The biological activity of a chemical can change profoundly with even a small modification in the stereochemistry – the specific arrangement of chemical species about a central atom. The extreme importance of this became apparent with the drug thalidomide in the 1960s. Rotation of the chemical structure about a single bond changed the material from having a desirable, sedative effect (the “R+” form) to having horrific teratogenic effects (the “S-” form). A similar pair of compounds of interest in drug enforcement circles is ephedrine and pseudoephedrine, which differ only in the orientation of a side chain on one carbon atom.
The first step in most analyses of drug materials is a separation, where individual components are broken out from the mixture (solvent or impurities). Gas or liquid chromatography is commonly used for separation. The now-separated materials are present only in tiny quantities, so very sensitive detectors are needed. Common ones like the flame-ionization detector or the thermal conductivity detector are sensitive, but do not provide any insights into the structure (“something went through, but I don’t know what”). The most common structurally sensitive identification tool is a mass spectrometer (MS) which, when coupled to a gas chromatograph (GC-MS), is extremely sensitive and provides excellent identification power, with one major exception in drug analyses.
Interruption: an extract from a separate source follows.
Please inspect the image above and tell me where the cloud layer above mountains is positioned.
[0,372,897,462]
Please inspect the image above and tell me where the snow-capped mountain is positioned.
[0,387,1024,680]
The MS works by shattering the molecule into components, and then measuring the mass of those components. The fragmentation pattern is reproducible for a given molecule, so the pattern of mass peaks can be used to identify many materials. However, when ephedrine and pseudoephedrine are fragmented, the patterns are identical, as seen in Figure 1. As an analogy, when a Lego™ toy is built with ten blocks, specific structures can be built – there are many possible configurations of those ten blocks. However, when broken apart, there is no way to determine the orientation of the blocks in the structure which had been built last. To determine this, the structure must be examined while it is still together.
The combination of GC with FT-IR, shown in Figure 2, provides just such a tool. The effluent of the GC column, with the separation complete, is directed onto a light pipe through which IR radiation has been directed. The FT-IR is a powerful gas analyzer, with the capacity to detect trace quantities of gas, so the sensitivity needed to detect the material is present. The IR spectrum detects the structurally-intact form of the drug, and even subtle differences are detectable. Thus, the analysis of suspicious materials containing ephedrine or pseudoephedrine can proceed.